Michael Tomasky imagines how Cruz could become the next Republican presidential nominee: But if Clinton gets in, unemployment is below 7 percent, and America is scandal-and-calamity free, I bet conservatives will think in the back of their minds, “What the hell, we’re gonna lose anyway, so we might as well choose someone we really like, […]

Michael Tomasky imagines how Cruz could become the next Republican presidential nominee:

But if Clinton gets in, unemployment is below 7 percent, and America is scandal-and-calamity free, I bet conservatives will think in the back of their minds, “What the hell, we’re gonna lose anyway, so we might as well choose someone we really like, which we didn’t do last time, and be entertained in the process.”

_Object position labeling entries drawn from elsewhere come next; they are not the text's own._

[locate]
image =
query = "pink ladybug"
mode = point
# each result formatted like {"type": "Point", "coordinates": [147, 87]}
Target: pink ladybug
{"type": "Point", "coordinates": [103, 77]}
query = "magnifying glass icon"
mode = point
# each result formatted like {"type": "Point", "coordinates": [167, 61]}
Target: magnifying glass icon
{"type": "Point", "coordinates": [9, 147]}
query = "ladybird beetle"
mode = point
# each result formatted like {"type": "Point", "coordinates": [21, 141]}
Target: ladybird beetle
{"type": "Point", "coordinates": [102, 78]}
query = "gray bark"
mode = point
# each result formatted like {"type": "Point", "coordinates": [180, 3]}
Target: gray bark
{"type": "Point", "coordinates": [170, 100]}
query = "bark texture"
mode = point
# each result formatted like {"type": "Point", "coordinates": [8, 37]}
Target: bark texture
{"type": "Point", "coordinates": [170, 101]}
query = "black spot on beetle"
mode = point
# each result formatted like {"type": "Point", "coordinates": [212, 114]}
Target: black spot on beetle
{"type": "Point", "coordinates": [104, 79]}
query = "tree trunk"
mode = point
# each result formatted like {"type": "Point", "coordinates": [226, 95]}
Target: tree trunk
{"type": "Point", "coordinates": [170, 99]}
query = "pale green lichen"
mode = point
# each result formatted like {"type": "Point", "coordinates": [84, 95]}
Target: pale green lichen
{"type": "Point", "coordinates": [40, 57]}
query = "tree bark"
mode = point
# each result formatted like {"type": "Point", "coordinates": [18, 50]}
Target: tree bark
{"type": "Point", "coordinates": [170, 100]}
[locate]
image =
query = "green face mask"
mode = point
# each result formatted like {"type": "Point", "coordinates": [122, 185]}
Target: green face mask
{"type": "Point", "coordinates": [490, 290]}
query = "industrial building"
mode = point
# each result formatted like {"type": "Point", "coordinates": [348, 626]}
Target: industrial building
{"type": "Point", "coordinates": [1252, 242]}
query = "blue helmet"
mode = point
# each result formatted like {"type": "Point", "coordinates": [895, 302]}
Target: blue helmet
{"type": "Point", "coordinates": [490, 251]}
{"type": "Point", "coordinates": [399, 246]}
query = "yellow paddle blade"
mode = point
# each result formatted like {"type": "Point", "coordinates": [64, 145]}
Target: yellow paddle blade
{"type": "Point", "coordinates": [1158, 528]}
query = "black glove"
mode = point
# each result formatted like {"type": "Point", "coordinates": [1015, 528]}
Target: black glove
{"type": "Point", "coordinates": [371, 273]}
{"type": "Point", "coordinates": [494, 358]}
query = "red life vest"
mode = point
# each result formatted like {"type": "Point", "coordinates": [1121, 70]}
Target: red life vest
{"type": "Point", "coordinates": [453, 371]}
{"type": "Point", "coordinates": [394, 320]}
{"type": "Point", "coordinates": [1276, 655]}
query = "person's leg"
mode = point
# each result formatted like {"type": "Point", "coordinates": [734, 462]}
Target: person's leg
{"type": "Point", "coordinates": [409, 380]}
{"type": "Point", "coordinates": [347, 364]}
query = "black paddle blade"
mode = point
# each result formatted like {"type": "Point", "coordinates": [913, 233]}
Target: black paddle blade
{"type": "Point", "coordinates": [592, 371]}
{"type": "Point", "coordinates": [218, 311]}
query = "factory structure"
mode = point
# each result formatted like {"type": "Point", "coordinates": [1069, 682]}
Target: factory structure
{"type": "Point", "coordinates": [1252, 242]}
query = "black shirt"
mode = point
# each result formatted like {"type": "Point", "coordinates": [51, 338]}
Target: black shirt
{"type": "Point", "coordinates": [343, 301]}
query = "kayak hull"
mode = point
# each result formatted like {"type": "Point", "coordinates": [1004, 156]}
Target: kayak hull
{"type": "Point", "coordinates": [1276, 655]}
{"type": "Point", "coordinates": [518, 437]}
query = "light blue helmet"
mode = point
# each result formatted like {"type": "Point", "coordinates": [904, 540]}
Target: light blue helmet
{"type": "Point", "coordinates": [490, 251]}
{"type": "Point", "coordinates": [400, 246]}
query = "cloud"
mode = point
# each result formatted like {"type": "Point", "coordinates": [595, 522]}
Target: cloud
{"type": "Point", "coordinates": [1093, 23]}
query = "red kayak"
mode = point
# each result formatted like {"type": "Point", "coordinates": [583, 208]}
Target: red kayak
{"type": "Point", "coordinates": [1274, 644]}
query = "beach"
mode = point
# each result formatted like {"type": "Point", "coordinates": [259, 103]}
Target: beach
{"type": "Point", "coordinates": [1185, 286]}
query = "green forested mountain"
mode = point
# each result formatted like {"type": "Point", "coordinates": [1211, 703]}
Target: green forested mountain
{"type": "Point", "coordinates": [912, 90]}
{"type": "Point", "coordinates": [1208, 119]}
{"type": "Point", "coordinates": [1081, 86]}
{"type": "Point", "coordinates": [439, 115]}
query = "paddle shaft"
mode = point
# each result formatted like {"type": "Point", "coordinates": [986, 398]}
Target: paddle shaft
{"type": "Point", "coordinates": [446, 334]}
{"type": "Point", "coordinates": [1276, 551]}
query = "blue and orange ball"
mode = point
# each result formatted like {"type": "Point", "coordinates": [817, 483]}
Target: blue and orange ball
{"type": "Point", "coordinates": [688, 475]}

Once again, Tomasky gets things backwards. If economic conditions are improving, Republicans won’t respond by nominating an ideological candidate on the assumption that they are going to lose anyway. There might be a temptation to do that when economic conditions are poor, but it is exactly what they didn’t do in 1996 and 2000 when unemployment was a lot lower than 7%. Republicans place an even greater emphasis on nominating a “centrist” candidate when the other party has a clear advantage. The longer that the GOP is out of the White House, the less inclined most primary voters and donors will be to take a chance on a very conservative nominee, and they are already not very inclined to take that chance. As we get closer to the end of Obama’s second term, the desire to get a Republican–any Republican–in the White House will intensify so much that it is doubtful that any of the very conservative potential candidates will win the nomination. Besides, the last thing that supporters of an ideological candidate would want is to make him the nominee in a year when his defeat seems assured, since that would harm the candidate’s cause and associate his name with a major election loss. Modern conservatives may remember Goldwater’s landslide defeat as a major milestone in the history of the conservative movement, but no one wants to repeat the experience.

It is possible that the prospect of a Clinton candidacy could discourage many potential candidates from both parties from declaring, and in that case an ideological Republican candidate might sneak through in a smaller or weaker field. Even so, it seems just as likely that a relative moderate could benefit from the same process. If Clinton runs and she is perceived to be the clear favorite in the race, Republicans will probably feel compelled to go with the most “centrist” option available to maximize their chances of winning and to limit the damage in the event of defeat. The GOP certainly doesn’t want to lose a third consecutive presidential election, and it definitely doesn’t want to lose in a landslide, and that suggests that there won’t be enough interest in a Cruz candidacy once it comes time to start voting.